Mais pourquoi dis-tu Askia Mohamed, comme dirait tristement Dante, que cette période est radicalement révolue ? Non, « un souvenir heureux est peut-être sur terre plus vrai que le bonheur », disait un certain poète.
A la fin, Askia Mohamed en appelle au devoir du souvenir et à l’obligation morale de transmettre le symbole de cette amitié extraordinaire à la mémoire des générations futures.
Pour ma part, je trouve une autre dimension à cette amitié, naguère indéfectible de ces deux hommes. Il est de notre responsabilité morale de combattre les discours de haine, qui sont dans le déni du bel héritage que nous ont légué nos pionniers et premiers précurseurs de la Mauritanie naissante. La haine envieuse de ces extrémistes de tous bords, incitant à la division et à la désunion des mauritaniens est vouée à l’échec.
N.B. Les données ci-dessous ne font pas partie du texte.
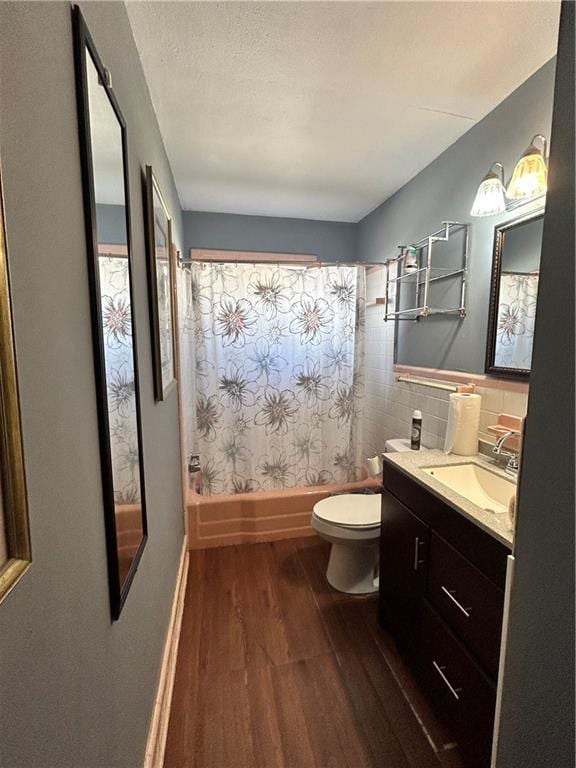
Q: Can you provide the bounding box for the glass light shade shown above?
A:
[404,248,418,273]
[506,144,548,200]
[470,171,506,216]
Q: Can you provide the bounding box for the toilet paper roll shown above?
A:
[444,392,482,456]
[366,456,382,477]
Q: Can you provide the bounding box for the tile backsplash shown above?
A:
[364,271,528,456]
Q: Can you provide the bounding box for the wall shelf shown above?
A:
[384,221,469,321]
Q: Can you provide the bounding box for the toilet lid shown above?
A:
[314,493,381,526]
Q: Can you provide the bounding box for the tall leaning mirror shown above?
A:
[74,7,147,619]
[486,211,544,378]
[0,164,32,601]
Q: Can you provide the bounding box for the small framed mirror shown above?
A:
[486,210,544,379]
[74,7,147,619]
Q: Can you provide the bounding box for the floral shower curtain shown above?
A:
[179,263,365,494]
[494,272,538,369]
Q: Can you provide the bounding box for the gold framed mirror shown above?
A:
[0,165,32,601]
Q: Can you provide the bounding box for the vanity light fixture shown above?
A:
[506,133,548,200]
[470,163,506,216]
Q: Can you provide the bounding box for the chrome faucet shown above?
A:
[492,429,520,475]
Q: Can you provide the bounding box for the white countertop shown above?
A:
[382,448,513,548]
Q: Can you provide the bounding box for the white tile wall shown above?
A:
[364,270,528,456]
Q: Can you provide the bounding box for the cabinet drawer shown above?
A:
[418,600,496,767]
[427,533,504,680]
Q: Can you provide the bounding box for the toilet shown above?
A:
[311,439,418,595]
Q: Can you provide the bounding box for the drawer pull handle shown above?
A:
[432,661,462,701]
[442,586,472,619]
[414,536,424,571]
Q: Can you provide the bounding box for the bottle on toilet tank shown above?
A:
[410,411,422,451]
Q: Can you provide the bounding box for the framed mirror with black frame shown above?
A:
[73,6,147,619]
[486,209,544,379]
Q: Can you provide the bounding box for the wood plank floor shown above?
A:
[164,538,460,768]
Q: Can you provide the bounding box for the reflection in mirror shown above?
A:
[486,214,544,377]
[145,165,176,400]
[77,4,146,618]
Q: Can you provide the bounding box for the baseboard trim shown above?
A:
[144,536,189,768]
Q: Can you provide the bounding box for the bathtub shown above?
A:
[187,477,381,549]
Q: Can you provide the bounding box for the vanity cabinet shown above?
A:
[379,494,430,654]
[379,461,509,768]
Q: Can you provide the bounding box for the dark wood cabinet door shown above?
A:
[379,492,430,655]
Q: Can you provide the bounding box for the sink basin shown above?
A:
[423,464,516,514]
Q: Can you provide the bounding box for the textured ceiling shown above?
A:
[127,0,559,221]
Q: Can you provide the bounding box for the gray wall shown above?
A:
[0,2,183,768]
[96,203,126,245]
[497,2,575,768]
[358,61,554,372]
[502,218,544,272]
[183,211,357,261]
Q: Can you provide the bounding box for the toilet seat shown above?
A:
[313,493,381,530]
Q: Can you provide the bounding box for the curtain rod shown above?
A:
[178,259,384,268]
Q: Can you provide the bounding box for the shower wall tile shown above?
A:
[364,272,528,456]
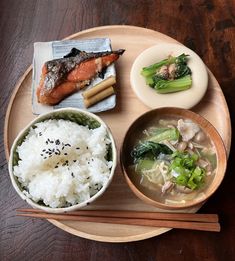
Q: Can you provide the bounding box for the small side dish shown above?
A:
[130,43,208,109]
[37,48,125,105]
[121,107,226,209]
[9,108,116,212]
[82,76,116,108]
[141,53,192,94]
Il est vrai cependant, que le fossé de la discorde entre les différentes composantes de notre société n’a jamais été aussi exacerbé par les harangues de ces spécialistes de l’intolérance et de la haine raciale.
Mais ne généralisons pas. Ces champions du mensonge et du chaos social ne représentent pas, Dieu merci, nos populations, du moins dans leur intégralité. Des voix, on ne peut plus patriotes, plus honnêtes et plus courageuses comme la communication en question, de Mohamed Askia, se sont toujours élevées pour arrêter cette course insensée vers l’abime dans lequel veulent nous précipiter ces adeptes de la discorde nationale.
A la mémoire d’Elimane Kane et de Mohamed Ould Cheikh, nous prions Allah, le clément et miséricordieux desauver la Mauritanie, comme il l’a déjà maintes fois sauvée de ces incitateurs de tous bords aux mobiles obscures et porteurs de danger.